5c12896ace46b-scale-1200

O sítio The Intercept denunciou que a Polícia Federal (PF) está preparando está semana uma operação abertamente fraudulenta para “prender” o suposto “hacker” que, conforme a propaganda patética da Lava Jato e da imprensa burguesa, teria vazado, ou adulterado as conversas entre Moro e os procuradores, reveladas pelo portal de notícias.

A informação chegou aos jornalistas do sítio por fontes próximas à PF.

“Apesar da abundância de provas da autenticidade do material, publicadas pelos diferentes veículos, diversas fontes disseram ao Intercept ao longo dos últimos dias que a Polícia Federal, durante o afastamento do ministro Sergio Moro, está considerando realizar essa semana uma operação que teria como alvo um suposto ‘hacker’, que supostamente seria a fonte do arquivo.
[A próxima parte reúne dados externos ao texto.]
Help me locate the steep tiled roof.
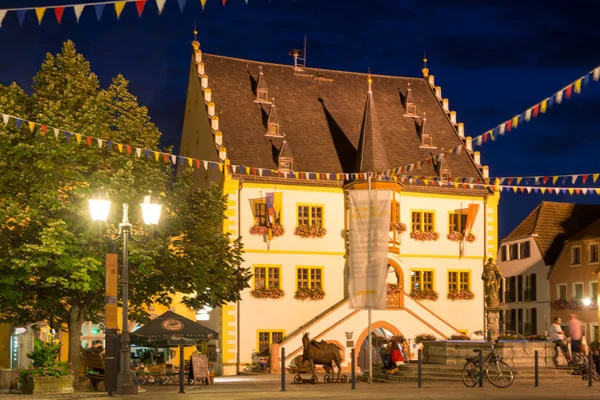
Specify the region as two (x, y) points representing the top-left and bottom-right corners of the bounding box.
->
(200, 54), (481, 180)
(502, 201), (600, 265)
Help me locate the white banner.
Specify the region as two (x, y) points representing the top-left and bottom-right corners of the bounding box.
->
(348, 190), (392, 310)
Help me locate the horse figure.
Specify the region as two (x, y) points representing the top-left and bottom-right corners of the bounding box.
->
(302, 332), (342, 381)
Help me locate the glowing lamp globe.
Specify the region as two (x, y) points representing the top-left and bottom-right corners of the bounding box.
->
(583, 298), (592, 307)
(88, 191), (110, 222)
(140, 195), (162, 225)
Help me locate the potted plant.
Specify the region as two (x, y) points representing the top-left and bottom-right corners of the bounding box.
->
(16, 338), (74, 394)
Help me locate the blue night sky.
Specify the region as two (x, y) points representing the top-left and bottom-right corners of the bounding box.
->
(0, 0), (600, 237)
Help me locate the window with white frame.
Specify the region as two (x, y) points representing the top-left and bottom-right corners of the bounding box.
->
(589, 243), (598, 264)
(571, 246), (581, 265)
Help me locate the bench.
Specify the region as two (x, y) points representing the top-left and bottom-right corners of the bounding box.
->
(81, 351), (104, 391)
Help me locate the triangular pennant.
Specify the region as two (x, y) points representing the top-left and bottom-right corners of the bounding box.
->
(73, 4), (85, 22)
(156, 0), (167, 15)
(135, 0), (146, 18)
(35, 7), (46, 25)
(54, 7), (65, 24)
(115, 1), (126, 19)
(94, 4), (105, 21)
(17, 10), (27, 26)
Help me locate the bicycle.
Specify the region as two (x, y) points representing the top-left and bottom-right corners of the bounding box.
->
(462, 339), (514, 388)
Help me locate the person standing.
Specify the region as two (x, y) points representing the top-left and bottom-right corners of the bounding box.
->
(569, 314), (583, 354)
(548, 317), (573, 367)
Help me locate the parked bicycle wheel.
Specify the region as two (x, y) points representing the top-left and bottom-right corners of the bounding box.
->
(485, 360), (515, 388)
(462, 361), (479, 387)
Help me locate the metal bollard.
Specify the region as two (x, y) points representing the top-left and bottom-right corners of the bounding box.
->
(350, 347), (356, 390)
(281, 347), (285, 392)
(588, 351), (596, 387)
(533, 350), (539, 387)
(417, 349), (423, 387)
(478, 352), (483, 387)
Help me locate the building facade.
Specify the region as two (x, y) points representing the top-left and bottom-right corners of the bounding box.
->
(181, 42), (499, 375)
(498, 201), (600, 336)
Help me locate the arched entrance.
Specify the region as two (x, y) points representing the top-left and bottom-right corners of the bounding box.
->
(356, 321), (402, 371)
(385, 258), (404, 308)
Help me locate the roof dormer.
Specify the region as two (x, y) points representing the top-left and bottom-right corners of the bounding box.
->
(254, 67), (269, 104)
(404, 82), (418, 118)
(265, 98), (283, 138)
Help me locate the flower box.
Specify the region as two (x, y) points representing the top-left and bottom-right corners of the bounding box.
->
(250, 288), (285, 299)
(447, 290), (475, 301)
(294, 224), (327, 239)
(21, 375), (75, 394)
(294, 287), (325, 300)
(410, 231), (440, 242)
(410, 289), (438, 301)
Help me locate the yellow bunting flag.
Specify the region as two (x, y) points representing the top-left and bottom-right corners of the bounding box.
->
(573, 78), (581, 93)
(35, 8), (46, 25)
(115, 1), (126, 19)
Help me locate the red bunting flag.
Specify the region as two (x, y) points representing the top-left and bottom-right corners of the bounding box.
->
(565, 85), (573, 99)
(135, 0), (146, 18)
(54, 7), (65, 24)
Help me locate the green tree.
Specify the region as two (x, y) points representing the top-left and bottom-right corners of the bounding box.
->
(0, 41), (250, 376)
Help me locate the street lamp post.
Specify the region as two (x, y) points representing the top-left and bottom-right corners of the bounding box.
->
(89, 193), (161, 394)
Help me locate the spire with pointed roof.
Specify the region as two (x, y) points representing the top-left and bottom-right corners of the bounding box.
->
(254, 66), (269, 103)
(356, 74), (389, 172)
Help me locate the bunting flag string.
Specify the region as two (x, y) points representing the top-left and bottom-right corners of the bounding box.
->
(0, 0), (248, 28)
(366, 65), (600, 174)
(0, 113), (600, 195)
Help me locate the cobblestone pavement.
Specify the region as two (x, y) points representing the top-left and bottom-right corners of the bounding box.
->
(0, 375), (600, 400)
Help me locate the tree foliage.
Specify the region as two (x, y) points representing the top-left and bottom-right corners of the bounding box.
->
(0, 41), (250, 370)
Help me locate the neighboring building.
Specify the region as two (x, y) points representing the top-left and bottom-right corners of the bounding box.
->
(498, 201), (600, 335)
(181, 38), (499, 374)
(549, 220), (600, 343)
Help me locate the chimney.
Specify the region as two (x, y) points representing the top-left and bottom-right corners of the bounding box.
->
(215, 131), (223, 146)
(196, 62), (204, 76)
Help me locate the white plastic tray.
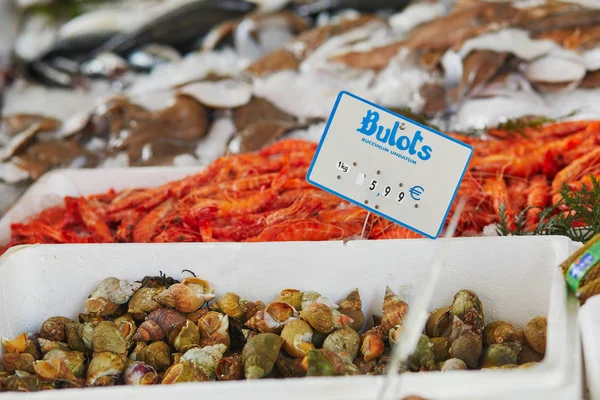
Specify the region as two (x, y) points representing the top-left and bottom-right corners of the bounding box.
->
(0, 167), (203, 246)
(579, 296), (600, 400)
(0, 237), (582, 400)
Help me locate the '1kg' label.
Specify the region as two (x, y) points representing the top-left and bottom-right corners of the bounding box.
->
(306, 92), (473, 239)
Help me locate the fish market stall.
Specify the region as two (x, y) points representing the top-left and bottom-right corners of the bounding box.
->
(0, 0), (600, 400)
(0, 0), (600, 216)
Esse suposto hacker seria estimulado a “confessar” ter enviado o material ao Intercept e que esse material teria sido adulterado”, denuncia o jornal de Glenn Greenwald.

É claro o que está acontecendo: na ausência de um verdadeiro hacker – uma vez que a direita não consegue apresentar nenhum indício de que ele exista -, os agentes golpistas da PF utilizarão qualquer laranja para se passar pelo hacker “capturado”. Depois, ele “confessaria” ter manipulado as conversas, para, assim, inocentar o fascista Sérgio Moro dos crimes que cometeu (como juiz, agir em conluio com a acusação contra o réu e, enfim, prender Lula).
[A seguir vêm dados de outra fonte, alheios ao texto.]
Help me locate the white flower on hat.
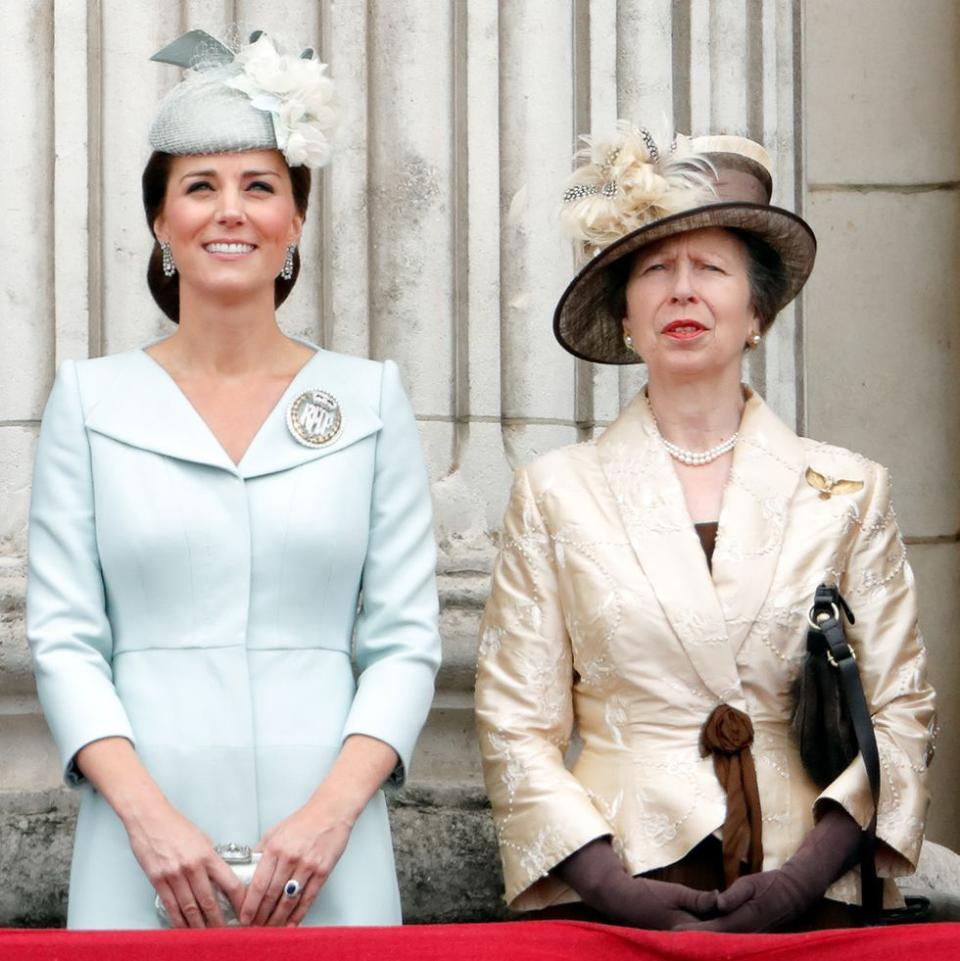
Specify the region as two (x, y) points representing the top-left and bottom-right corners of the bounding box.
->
(282, 124), (333, 168)
(224, 33), (337, 168)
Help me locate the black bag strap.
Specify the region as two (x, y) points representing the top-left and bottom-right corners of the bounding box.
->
(810, 584), (883, 924)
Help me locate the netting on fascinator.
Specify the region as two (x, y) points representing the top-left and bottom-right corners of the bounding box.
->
(150, 30), (337, 169)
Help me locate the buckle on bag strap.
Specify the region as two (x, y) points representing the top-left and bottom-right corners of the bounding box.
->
(807, 584), (857, 667)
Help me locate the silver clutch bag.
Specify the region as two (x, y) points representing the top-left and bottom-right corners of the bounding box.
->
(154, 843), (260, 928)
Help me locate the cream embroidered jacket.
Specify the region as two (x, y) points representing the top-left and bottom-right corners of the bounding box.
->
(477, 384), (934, 910)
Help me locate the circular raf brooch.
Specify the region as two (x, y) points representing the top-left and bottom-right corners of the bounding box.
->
(287, 390), (343, 447)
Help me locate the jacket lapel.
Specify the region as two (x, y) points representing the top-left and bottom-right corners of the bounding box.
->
(86, 350), (382, 478)
(597, 391), (745, 709)
(713, 392), (805, 654)
(239, 350), (383, 478)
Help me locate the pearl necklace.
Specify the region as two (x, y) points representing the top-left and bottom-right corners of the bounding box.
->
(647, 397), (740, 467)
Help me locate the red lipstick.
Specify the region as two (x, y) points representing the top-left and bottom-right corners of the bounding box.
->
(660, 317), (707, 340)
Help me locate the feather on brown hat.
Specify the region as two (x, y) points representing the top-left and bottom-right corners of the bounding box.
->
(553, 122), (817, 364)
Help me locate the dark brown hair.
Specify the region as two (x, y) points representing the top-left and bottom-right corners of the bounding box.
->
(140, 150), (310, 324)
(607, 227), (787, 333)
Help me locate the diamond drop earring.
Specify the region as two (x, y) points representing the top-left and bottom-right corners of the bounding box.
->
(280, 244), (297, 280)
(160, 240), (177, 277)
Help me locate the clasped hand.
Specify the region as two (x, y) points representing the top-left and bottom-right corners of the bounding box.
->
(237, 804), (352, 927)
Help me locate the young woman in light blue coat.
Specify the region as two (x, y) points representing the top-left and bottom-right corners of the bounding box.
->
(27, 32), (440, 928)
Trata-se de uma operação aberrante, digna de filmes de Hollywood. Que, no entanto, encontra precedentes reais, uma vez que a direita e a burguesia têm um histórico de inventar crimes, histórias e ações farsescas para atacar seus rivais. Basta lembrar, por exemplo, do assassinato de John Kennedy (que nunca foi esclarecido) ou, mesmo recentemente, da suposta facada em Jair Bolsonaro.
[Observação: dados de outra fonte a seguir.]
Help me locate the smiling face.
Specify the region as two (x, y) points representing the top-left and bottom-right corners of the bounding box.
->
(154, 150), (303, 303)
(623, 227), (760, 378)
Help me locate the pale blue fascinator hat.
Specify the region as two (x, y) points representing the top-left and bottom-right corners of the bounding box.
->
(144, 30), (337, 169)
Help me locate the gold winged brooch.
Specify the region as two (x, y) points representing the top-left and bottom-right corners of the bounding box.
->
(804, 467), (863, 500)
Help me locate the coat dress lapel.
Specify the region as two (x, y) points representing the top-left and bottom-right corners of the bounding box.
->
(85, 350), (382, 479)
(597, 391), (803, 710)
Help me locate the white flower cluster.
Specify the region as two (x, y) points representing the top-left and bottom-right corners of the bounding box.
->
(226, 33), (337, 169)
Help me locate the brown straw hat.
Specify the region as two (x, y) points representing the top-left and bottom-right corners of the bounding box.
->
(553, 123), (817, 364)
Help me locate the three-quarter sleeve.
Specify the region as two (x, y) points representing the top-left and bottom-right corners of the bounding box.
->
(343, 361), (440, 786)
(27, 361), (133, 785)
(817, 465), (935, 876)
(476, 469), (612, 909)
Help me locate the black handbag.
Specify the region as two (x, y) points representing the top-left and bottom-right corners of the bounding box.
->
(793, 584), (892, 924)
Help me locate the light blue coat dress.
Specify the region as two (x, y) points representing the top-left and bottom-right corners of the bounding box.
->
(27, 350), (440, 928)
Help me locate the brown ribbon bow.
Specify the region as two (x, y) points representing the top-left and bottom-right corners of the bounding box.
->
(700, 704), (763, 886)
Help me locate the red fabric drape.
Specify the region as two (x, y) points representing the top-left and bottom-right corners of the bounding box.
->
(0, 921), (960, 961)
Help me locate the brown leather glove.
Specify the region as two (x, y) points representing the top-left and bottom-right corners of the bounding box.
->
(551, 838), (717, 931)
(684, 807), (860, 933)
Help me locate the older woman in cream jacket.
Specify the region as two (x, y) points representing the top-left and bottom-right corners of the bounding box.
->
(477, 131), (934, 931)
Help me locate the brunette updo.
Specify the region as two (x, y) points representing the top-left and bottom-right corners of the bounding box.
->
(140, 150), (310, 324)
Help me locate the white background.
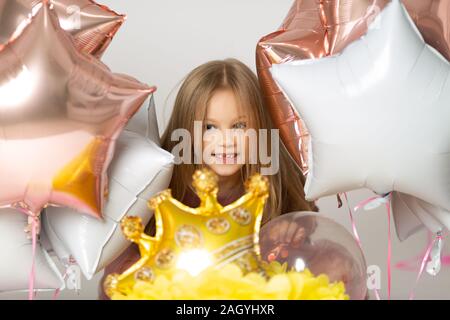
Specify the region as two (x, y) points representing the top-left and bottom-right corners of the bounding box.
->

A Polícia Federal é um órgão ditatorial, controlado diretamente pelo imperialismo, que tem sido um dos principais sustentáculos do golpe e da edificação de um regime de extrema-direita no Brasil. Ela e a Operação Lava Jato, intimamente associadas, em um esquema de brutal repressão e perseguição política. Que, como vêm demonstrando as revelações do Intercept, é completamente ilegal e deve ser dissolvido imediatamente.